Older libraries were designed with dynamism at their core (e.g., for RNNs and LSTMs) to allow for hackability and experimentation, often at the expense of performance [00:04:35].

Luminal’s Approach to Simplification

Luminal adopts a top-down approach, identifying the minimum required components to run ML models [00:02:28].

Minimal Operations

Deep learning, as linear algebra, can be broken down into simple operations. Luminal uses a set of just 12 core operations as “Lego blocks” to build complex models [00:02:40]:

  • Unary Operations: x2, log2, sin, reciprocal, square root [00:02:53]
  • Binary Operations: addition, multiplication, modulo, less than [00:03:05]
  • Reductions: sum reduce, max reduce [00:03:10]

With these 12 operations, Luminal can support all commercially relevant models, including language models, vision language models, CNNs, RNNs, and diffusion models [00:03:14]. Many seemingly complex operations are combinations of these primitives:

  • Subtraction: addition + multiplication by -1 [00:03:51]
  • Division: multiplication + reciprocal [00:03:57]
  • Matrix Multiplications (Matmuls): Broadcasted multiply + sum reduce (with tensor shape manipulation) [00:04:03]
  • Convolution: Pooling via shape trackers + matmul with a convolution kernel [00:04:18]
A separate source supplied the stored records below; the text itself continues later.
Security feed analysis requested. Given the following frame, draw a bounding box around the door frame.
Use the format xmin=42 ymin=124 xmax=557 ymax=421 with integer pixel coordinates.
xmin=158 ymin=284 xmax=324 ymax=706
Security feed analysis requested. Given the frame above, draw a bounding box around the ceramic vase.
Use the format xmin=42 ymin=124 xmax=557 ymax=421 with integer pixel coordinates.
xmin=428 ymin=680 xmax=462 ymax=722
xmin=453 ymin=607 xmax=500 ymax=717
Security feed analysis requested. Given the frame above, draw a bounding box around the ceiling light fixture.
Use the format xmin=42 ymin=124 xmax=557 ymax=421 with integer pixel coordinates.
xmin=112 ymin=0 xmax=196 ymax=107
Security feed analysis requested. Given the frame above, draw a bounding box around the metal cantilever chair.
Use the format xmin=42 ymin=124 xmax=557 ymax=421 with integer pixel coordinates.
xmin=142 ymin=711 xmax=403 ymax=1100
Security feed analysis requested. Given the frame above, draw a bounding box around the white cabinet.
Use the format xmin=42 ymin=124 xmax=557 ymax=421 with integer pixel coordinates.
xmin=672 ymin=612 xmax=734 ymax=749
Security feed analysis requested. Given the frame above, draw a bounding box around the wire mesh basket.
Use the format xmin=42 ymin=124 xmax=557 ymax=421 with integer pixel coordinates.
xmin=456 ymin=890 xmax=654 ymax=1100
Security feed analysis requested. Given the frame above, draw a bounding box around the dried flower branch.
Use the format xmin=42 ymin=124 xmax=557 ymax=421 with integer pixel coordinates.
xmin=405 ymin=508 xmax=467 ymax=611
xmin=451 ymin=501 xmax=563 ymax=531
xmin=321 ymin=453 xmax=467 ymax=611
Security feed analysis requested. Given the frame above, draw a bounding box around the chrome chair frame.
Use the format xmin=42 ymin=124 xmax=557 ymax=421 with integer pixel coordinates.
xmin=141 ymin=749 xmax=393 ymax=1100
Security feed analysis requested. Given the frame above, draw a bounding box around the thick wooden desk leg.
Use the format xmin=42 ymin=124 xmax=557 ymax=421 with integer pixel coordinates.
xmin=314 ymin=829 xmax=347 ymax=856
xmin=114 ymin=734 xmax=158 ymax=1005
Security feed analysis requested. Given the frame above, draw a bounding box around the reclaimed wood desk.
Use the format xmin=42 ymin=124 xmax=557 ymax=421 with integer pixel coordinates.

Static Graph Representation

Deep learning itself is not fundamentally dynamic; typical model dynamism is small and bounded, such as the KV cache length and sequence length in a transformer model [00:05:06]. Luminal specifies models as directed acyclic graphs (DAGs) of operations [00:05:30]. This allows the entire workload to be specified ahead of time [00:18:52].

Resulting Simplicity

As a consequence of these design choices, Luminal is very simple:

  • It is under 5,000 lines of code [00:06:25].
  • The goal is for the entire library to be learnable in an afternoon, with core concepts understandable in a couple of hours [00:06:30].

While simple, Luminal’s primitive graphs of operations are initially slow [00:06:46]. The core innovation lies in transforming these graphs into much faster ones using compilers, specifically through a search-based approach [00:07:03].

Traditional ML Stack vs. Luminal

A traditional ML stack often involves many layers (e.g., Hugging Face Transformers on PyTorch, Xformers, optimized kernels, then calling cuDNN/cuBLAS on CUDA) [00:07:22]. This creates complex dependencies, leading to “dependency hell” during installation and making bug tracing difficult [00:07:53].

Luminal simplifies this by directly emitting CUDA code [00:08:21]. There is nothing between Luminal’s library, graph, and compilers, and CUDA [00:08:29].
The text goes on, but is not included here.